What with my attending a taping here in
Athens of a popular Public Radio International
program called “Mountain Stage” and my receiving
information about the airdate for the upcoming
two-part BBC2 program
on Charlie, everything pointed to “RADIO”
for this month’s newsletter. In fact, there
is so much to say about this topic that
I’m going to follow in the BBC’s footsteps
and make this a two-parter as well. Charlie’s
relationship with radio as a medium has
been little discussed, so it was exciting
for me to discover that he was a sort of
pioneer in using this medium as a means
to market his work. As Dr. Connie Kuriyama
mentioned this summer in her paper at the
Chaplin conference, Charlie’s relationship
to the word as a unit and to the spoken
word in particular truly deserves some reconsideration.

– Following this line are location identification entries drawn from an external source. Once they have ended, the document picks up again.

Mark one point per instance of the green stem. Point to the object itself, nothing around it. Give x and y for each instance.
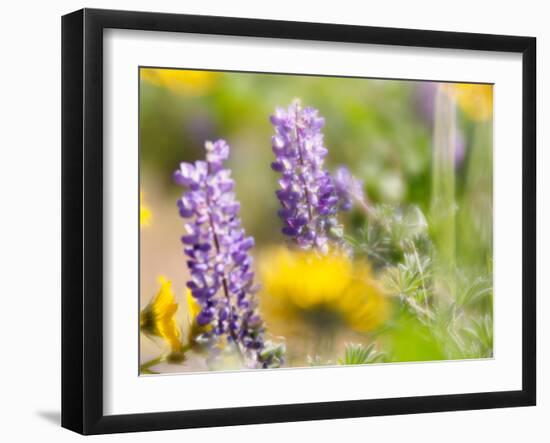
(145, 367)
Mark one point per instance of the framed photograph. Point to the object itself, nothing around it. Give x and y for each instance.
(269, 221)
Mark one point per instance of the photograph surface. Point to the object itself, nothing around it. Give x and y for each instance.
(295, 221)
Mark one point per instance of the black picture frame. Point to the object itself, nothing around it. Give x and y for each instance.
(82, 220)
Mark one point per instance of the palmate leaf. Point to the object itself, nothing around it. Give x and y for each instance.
(357, 354)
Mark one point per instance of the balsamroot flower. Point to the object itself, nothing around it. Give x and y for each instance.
(307, 193)
(304, 292)
(222, 278)
(158, 317)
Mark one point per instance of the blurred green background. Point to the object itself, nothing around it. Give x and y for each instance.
(382, 130)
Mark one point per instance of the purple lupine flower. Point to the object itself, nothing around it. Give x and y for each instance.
(222, 277)
(348, 189)
(306, 190)
(425, 104)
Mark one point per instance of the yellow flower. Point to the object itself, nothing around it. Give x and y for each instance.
(475, 100)
(145, 214)
(195, 330)
(158, 317)
(180, 81)
(320, 292)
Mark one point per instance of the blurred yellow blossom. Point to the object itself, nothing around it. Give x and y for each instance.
(158, 317)
(323, 292)
(145, 214)
(475, 100)
(180, 80)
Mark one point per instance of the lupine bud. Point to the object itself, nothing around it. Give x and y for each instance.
(217, 249)
(307, 193)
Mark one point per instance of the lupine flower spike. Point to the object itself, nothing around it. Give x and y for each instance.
(222, 277)
(306, 190)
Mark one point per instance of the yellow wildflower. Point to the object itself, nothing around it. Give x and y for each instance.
(320, 292)
(145, 214)
(475, 100)
(158, 317)
(180, 81)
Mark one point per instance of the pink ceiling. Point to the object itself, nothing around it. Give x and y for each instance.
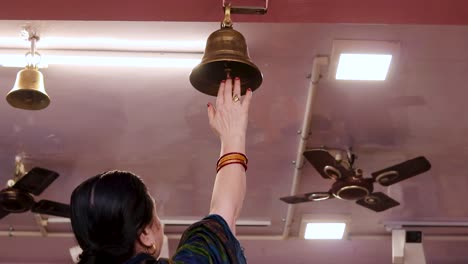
(453, 12)
(151, 121)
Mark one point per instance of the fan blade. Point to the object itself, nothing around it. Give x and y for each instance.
(51, 208)
(36, 180)
(402, 171)
(307, 197)
(3, 213)
(378, 202)
(323, 162)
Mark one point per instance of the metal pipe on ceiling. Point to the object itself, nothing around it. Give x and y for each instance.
(314, 80)
(243, 237)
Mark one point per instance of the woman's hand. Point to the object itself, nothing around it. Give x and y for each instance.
(229, 117)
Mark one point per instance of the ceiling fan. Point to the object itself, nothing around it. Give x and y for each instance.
(17, 197)
(349, 183)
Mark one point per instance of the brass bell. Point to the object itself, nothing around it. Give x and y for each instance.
(28, 92)
(226, 55)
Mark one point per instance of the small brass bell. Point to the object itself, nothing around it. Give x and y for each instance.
(226, 55)
(28, 92)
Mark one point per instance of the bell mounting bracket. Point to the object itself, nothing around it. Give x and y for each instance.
(247, 10)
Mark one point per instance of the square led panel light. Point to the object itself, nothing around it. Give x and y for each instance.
(359, 60)
(366, 67)
(324, 230)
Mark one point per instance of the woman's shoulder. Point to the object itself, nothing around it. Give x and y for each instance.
(147, 259)
(207, 240)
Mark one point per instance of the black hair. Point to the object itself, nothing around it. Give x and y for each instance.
(108, 213)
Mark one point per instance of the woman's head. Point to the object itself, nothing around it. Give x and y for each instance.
(113, 218)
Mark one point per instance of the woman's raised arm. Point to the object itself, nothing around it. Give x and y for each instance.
(228, 119)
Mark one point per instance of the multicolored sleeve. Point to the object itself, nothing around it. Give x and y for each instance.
(209, 241)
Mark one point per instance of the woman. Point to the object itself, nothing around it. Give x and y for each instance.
(115, 219)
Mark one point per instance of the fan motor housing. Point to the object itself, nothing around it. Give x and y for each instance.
(15, 201)
(352, 188)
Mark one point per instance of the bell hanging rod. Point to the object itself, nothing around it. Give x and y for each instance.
(246, 10)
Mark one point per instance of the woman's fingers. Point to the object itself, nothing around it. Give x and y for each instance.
(211, 113)
(237, 87)
(247, 100)
(228, 91)
(220, 97)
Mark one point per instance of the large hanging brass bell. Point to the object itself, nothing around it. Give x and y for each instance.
(28, 92)
(226, 56)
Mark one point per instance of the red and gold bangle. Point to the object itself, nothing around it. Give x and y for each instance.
(229, 162)
(231, 156)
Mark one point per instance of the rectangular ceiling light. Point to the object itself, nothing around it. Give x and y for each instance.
(324, 230)
(362, 60)
(367, 67)
(9, 58)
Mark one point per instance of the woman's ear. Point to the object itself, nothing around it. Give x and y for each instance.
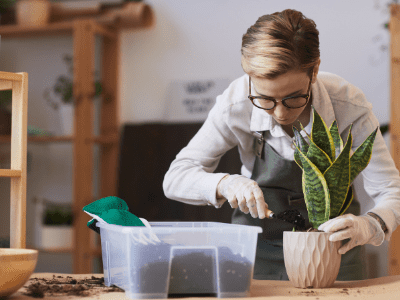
(316, 69)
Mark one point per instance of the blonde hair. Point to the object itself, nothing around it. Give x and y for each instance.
(278, 43)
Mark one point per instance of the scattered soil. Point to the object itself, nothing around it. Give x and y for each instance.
(294, 217)
(41, 287)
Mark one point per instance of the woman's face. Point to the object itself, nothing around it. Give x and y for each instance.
(279, 88)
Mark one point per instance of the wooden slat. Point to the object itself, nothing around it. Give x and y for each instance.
(102, 30)
(110, 117)
(5, 85)
(64, 27)
(10, 173)
(394, 244)
(84, 42)
(19, 134)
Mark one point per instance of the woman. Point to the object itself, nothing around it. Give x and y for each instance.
(280, 58)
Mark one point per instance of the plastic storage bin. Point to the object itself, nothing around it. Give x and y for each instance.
(192, 258)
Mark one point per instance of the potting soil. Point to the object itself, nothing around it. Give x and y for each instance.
(193, 271)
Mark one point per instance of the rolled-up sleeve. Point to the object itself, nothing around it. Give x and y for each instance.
(190, 178)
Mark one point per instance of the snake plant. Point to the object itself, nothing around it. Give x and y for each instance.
(328, 170)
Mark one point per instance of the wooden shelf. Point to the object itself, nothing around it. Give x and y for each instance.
(83, 29)
(57, 139)
(58, 28)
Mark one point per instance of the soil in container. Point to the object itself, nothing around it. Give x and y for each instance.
(194, 272)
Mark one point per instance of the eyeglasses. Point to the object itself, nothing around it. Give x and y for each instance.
(290, 102)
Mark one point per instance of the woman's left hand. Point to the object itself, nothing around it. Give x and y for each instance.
(360, 230)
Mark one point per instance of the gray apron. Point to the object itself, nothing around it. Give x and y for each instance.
(280, 181)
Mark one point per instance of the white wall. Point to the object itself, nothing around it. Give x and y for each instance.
(194, 40)
(200, 40)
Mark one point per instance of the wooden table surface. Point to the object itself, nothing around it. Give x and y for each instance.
(384, 288)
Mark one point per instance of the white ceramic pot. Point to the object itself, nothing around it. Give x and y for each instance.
(67, 119)
(56, 237)
(33, 12)
(311, 260)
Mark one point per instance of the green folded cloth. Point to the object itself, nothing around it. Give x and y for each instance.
(111, 210)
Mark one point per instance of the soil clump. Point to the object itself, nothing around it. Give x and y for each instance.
(41, 287)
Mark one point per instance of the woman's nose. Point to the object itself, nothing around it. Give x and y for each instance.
(281, 111)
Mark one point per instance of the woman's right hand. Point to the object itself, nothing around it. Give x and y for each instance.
(244, 193)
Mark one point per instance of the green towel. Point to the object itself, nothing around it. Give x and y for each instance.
(112, 210)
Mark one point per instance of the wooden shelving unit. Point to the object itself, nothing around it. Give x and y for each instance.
(394, 27)
(84, 29)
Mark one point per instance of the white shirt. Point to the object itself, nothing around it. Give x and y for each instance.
(232, 120)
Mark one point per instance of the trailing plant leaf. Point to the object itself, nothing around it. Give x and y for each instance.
(337, 177)
(337, 140)
(362, 156)
(321, 136)
(316, 192)
(318, 157)
(347, 202)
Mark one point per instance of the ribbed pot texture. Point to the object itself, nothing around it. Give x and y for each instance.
(311, 260)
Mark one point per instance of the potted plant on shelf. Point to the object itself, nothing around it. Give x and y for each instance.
(63, 89)
(311, 260)
(57, 227)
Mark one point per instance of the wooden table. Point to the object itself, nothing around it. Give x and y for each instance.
(384, 288)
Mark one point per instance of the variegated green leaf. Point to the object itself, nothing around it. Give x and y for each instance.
(316, 192)
(318, 157)
(300, 141)
(362, 156)
(321, 136)
(337, 139)
(297, 156)
(347, 202)
(337, 177)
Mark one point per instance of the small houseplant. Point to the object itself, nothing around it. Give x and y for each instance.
(311, 260)
(63, 89)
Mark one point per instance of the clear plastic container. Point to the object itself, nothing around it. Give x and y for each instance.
(192, 258)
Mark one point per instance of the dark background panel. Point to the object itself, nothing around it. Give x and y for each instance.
(146, 153)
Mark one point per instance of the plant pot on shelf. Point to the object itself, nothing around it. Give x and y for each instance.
(33, 12)
(57, 228)
(57, 236)
(311, 260)
(67, 118)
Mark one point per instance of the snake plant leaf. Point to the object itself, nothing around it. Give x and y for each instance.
(347, 202)
(318, 157)
(321, 136)
(302, 144)
(300, 141)
(337, 140)
(362, 156)
(337, 177)
(297, 156)
(316, 192)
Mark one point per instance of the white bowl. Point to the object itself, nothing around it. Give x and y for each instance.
(16, 266)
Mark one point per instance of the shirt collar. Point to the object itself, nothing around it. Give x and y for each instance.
(262, 121)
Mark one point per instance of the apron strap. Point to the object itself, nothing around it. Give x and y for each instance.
(258, 143)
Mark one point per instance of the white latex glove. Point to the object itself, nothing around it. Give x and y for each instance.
(243, 192)
(361, 230)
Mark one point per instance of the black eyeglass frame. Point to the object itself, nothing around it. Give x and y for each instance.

He may have made the transition to sound
film slowly and even reluctantly, but he
was using radio to his advantages as early
as 1923, just three years after the first
ever radio program at Station KDKA in Pittsburgh
on November 2, 1920 and the same year (1923)
in which radio was first considered a stabilized
(established) medium (“Radio Bells to Welcome
the New Year,” New York Times,
30 Dec. 1923).
Listed
as “Talk by Charlie Chaplin” on the schedule
for Newark, New Jersey’s Station WOR,
Charlie took advantage of his trip east
for the premiere of A Woman of Paris
to try out the airwaves. The talk was
to last a half hour, beginning at 9:00
PM on October 3rd. The Radio Digest
Illustrated gave the program front
page coverage in its October 27th issue
with the headline “Charlie Chaplin ‘Acts’:
Comedy King Afraid When First on Air.”
The article relates that Charlie was “visibly
agitated as he made ready” that night
in the studio. “ ‘This is quite an ordeal,
you know,’” said Charlie to the station
director, J. M. Barnett. “ ‘You have to
use your imagination so much. . . You
can face the camera, knowing that if you
make a mistake, if you slip up, you can
try again; you can make over the picture.
But think of all the thousands of people
out there in the world hanging onto every
word I say.’ Charlie mopped his brow and
grimaced in the way that has thrown millions
into uproarious laughter. ‘I don’t know
what to say; I haven’t prepared a speech,’
he said pitiably.” However, soon it was
time for newspaper man Alfred J. McCosker
to introduce Charlie to his waiting audience.